Upgrading to new version of Puppet Remediate on offline machines can be done with a few
simple commands.
To upgrade from Remediate 1.2.0 to
Remediate 1.2.1 on an offline
node:
-
On a node with internet connectivity:
-
Download the offline Remediate image bundle (https://storage.googleapis.com/remediate/stable/1.2.1/offline/images.tar.gz)
-
Download the offline
docker-compose.yml
file
(https://storage.googleapis.com/remediate/stable/1.2.1/offline/docker-compose.yml)

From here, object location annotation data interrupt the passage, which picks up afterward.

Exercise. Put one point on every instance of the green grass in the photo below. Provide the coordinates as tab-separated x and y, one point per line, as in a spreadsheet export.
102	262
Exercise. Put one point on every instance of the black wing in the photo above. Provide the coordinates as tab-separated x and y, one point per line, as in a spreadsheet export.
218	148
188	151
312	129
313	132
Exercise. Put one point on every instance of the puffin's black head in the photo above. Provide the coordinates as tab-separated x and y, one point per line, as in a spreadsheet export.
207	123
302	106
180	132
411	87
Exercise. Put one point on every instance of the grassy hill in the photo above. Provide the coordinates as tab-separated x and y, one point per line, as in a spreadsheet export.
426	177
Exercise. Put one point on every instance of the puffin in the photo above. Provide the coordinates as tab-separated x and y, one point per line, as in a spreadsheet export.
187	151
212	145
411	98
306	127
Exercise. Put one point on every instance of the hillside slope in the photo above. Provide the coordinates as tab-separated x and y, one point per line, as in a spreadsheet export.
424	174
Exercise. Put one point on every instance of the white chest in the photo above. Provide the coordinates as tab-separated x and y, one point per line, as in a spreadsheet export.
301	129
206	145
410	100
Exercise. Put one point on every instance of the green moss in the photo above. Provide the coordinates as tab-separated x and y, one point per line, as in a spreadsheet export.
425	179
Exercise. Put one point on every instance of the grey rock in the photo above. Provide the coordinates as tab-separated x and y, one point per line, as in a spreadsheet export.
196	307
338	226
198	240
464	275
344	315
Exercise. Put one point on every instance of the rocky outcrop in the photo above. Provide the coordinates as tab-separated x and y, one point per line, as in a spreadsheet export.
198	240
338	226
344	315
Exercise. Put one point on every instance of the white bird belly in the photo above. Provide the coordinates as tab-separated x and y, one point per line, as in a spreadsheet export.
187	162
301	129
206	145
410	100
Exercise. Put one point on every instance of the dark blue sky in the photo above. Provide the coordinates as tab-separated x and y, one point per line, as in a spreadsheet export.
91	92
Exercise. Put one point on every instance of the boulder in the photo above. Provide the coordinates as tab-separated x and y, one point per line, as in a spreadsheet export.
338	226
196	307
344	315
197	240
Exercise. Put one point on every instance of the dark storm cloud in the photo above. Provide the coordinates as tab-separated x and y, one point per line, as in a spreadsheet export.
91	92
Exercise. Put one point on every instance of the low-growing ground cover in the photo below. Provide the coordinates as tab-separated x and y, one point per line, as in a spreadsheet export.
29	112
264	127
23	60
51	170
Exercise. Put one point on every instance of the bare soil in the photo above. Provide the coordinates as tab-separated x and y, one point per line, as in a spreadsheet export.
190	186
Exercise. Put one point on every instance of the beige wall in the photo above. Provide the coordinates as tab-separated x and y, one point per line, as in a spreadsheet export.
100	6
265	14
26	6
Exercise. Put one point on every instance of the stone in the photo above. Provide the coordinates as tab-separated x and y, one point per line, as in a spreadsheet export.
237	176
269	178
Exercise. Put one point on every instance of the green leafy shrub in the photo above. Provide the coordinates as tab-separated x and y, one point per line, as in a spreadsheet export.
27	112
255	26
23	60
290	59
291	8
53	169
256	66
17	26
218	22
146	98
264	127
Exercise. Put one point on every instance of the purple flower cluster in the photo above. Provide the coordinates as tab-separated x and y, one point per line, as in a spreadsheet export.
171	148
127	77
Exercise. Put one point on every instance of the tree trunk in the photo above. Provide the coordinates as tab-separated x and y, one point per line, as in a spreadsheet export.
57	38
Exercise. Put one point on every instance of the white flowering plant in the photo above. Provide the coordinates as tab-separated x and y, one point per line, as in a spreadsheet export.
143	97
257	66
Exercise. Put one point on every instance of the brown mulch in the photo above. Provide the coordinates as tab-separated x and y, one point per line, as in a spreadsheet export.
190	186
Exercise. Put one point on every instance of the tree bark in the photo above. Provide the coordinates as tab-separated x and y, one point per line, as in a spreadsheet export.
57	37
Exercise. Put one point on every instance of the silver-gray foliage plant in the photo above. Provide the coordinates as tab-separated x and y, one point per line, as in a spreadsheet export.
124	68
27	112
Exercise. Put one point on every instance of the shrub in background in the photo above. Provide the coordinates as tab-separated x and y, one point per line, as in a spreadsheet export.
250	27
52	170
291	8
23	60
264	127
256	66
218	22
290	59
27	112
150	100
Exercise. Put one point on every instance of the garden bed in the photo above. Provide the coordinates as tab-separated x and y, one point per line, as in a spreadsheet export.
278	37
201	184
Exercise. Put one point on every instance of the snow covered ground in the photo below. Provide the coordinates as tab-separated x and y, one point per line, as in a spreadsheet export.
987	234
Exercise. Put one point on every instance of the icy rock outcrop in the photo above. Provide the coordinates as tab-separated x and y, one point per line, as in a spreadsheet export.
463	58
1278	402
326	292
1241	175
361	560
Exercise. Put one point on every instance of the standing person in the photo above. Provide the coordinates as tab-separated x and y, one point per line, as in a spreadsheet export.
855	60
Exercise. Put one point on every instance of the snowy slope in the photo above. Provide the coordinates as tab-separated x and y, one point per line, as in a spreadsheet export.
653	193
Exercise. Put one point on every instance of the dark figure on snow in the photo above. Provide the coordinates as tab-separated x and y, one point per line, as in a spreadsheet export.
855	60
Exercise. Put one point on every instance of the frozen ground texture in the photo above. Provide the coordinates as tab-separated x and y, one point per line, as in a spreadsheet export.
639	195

Note: Skip this step if you are using your own custom Docker
registry.
-
Optionally, you can verify the image bundle and offline
docker-compose.yml
files signatures:
With each Puppet Remediate release, a digital signature is created using the private key portion of
an asymmetric key. You can manually validate the signature using the public
key portion of the same asymmetric key.
-
Download the offline
docker-compose.yml
file signature and the image bundle signature, along with the
public key to the same directory as your
docker-compose.yml
and license file.
-
Run the following commands:
openssl dgst -sha256 -verify puppet-remediate-signing-key.pub -signature docker_compose_signature docker-compose.yml
And:
openssl dgst -sha256 -verify puppet-remediate-signing-key.pub -signature images_signature images.tar.gz
If the signature is valid, you will get the
following response for each command:
Verified Ok
-
Copy the Remediate image bundle and offline
docker-compose.yml
file to the offline node where you
want to install Remediate.
-
Run the following command from the folder where your
docker-compose.yml
file is located:
docker-compose run remediate stop
-
Remove the
oauth_client.json
file:
docker secret rm oauth_client.json
-
Use the following command to start Remediate (replacing
your-license.json
with your own license):
docker-compose run remediate start -o --license-file ./your-license.json
What to do next
Remember: After you update Remediate, any existing discovered data is lost. You
must wait for the next scheduled data discovery run completes to see data in the UI.
Alternatively, click Discover All on the Manage
Sources page to start a discovery run manually.